Early phase studies of surgical innovation are essential to evaluate new technologies prior to definitive randomised evaluation. Evaluation may be limited, however, by inconsistent measurement and reporting of outcomes. This study provides an in-depth analysis of outcomes of early phase interventions for the surgical treatment of colorectal cancer.

Method

A systematic search identified early phase studies (first in human to pre-definitive trial) of patients who have undergone an invasive procedure to treat primary colorectal adenocarcinoma published between 2018-19. Sixty-eight search terms were combined using Boolean operators and applied to Medline and Embase databases. Included were studies where authors reported a surgical device/techniques as ‘new’ or ‘modified’. Excluded were studies of established devices/techniques. Line-by-line coding was used to identify outcomes from a random sample of included articles. Outcomes were extracted, grouped into domains, and categorised as ‘measured’, where data were collected, or ‘mentioned’, when no data were collected.

Results

An initial 8373 records were screened, of which 816 were eligible. A random sample of 51 studies were included of which 17 self-identified as evaluating ‘new’ and 34 ‘modified’ surgical devices/techniques. Most studies were case series (25%), conducted in a single-centre setting (90%) evaluating techniques (82%). Interventions most commonly involved laparoscopic (47%) or trans-anal (27%) approaches.
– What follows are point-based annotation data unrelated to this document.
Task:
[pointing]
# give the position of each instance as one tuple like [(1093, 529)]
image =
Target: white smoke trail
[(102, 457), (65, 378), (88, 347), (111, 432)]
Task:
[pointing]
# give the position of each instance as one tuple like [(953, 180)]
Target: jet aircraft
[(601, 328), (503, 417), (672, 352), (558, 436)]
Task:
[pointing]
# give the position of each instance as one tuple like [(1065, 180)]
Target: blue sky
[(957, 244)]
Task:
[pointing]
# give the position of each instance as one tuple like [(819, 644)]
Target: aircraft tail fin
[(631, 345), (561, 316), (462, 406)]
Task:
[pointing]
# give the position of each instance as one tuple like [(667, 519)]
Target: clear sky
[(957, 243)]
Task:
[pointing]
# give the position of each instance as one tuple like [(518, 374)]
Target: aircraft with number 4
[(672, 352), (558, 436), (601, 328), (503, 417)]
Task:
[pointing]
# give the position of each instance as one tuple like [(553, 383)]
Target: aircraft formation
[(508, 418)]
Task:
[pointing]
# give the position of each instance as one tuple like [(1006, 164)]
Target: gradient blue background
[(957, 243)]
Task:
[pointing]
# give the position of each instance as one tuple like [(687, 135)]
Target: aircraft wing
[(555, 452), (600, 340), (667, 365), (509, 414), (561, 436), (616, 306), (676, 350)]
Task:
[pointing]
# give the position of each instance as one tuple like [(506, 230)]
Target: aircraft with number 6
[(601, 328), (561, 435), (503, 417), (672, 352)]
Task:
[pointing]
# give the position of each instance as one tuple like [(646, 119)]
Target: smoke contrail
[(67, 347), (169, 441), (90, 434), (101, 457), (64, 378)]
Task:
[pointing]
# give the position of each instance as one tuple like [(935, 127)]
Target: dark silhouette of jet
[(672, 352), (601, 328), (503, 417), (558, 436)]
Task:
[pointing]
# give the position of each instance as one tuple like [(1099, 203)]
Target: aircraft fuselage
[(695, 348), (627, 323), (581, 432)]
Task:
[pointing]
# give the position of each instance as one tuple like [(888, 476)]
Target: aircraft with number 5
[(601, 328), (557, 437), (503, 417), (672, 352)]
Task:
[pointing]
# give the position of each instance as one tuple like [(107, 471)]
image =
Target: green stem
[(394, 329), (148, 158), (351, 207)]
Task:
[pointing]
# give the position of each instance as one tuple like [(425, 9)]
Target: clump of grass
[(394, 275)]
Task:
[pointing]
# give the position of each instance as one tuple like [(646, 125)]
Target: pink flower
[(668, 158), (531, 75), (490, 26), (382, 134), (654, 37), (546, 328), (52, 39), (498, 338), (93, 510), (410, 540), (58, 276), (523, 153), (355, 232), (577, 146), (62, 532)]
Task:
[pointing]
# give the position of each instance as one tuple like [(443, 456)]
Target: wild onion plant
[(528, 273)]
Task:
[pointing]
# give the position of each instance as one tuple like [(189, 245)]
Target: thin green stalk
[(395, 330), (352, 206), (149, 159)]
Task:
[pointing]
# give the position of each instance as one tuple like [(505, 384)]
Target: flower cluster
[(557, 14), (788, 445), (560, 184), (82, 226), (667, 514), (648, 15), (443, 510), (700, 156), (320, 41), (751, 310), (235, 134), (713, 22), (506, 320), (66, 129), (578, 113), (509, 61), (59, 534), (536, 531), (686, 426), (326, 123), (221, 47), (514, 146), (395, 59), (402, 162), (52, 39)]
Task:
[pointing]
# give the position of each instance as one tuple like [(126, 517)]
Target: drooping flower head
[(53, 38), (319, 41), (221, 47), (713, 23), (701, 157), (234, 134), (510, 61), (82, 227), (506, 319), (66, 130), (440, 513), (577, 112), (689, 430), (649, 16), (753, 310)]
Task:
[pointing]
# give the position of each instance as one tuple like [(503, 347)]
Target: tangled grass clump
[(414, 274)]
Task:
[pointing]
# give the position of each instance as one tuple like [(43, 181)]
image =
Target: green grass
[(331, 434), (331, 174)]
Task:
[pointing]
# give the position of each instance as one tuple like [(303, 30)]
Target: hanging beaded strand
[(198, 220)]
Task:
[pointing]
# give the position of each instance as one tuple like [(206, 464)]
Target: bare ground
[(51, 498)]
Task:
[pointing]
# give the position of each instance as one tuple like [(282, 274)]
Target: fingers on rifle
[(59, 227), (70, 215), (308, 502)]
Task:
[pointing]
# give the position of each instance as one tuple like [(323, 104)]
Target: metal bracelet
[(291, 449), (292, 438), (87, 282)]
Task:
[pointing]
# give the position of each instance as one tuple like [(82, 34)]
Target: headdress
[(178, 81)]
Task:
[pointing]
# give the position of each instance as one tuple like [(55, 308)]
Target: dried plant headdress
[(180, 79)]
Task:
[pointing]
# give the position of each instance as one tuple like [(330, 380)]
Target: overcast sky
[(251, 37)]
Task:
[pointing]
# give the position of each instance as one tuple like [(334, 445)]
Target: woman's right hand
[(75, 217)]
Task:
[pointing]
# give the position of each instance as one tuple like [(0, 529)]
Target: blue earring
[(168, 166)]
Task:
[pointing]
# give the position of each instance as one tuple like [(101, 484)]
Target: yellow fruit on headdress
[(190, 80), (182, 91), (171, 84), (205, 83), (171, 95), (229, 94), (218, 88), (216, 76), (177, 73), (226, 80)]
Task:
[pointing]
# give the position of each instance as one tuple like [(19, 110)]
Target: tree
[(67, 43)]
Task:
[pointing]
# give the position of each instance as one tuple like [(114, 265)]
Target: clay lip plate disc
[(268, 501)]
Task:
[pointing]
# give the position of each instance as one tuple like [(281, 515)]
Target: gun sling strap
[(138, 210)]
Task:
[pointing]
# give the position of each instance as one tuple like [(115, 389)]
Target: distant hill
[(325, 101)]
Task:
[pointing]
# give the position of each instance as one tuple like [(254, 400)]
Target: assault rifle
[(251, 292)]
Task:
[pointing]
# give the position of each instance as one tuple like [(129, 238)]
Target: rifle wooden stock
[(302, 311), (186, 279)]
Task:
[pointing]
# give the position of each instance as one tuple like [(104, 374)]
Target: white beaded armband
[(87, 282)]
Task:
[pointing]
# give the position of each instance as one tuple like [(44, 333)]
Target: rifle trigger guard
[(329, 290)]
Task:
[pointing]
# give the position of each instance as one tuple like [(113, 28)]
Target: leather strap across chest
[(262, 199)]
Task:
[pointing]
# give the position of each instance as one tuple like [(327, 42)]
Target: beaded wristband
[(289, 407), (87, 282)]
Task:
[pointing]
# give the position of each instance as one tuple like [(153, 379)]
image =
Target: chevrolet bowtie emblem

Some 2429 outcomes were identified, of which 1111 (46%) were measured and 1318 (54%) only mentioned. Post-operative complications were most frequently measured (502 outcomes, 20%) and measures of intra-operative resource use least measured (3, <1%). Intra-operative advantages were frequently mentioned (170, 13%) but rarely measured (15, 1%), as were surgeon’s perception and/or experience of performing the innovative intervention (222, 15% mentioned; 19, 2% measured).

Conclusion

There is outcome reporting heterogeneity in studies of early phase colorectal cancer surgery, and discrepancies between outcomes mentioned and measured. This may delay effective evaluation of new technology and create research waste.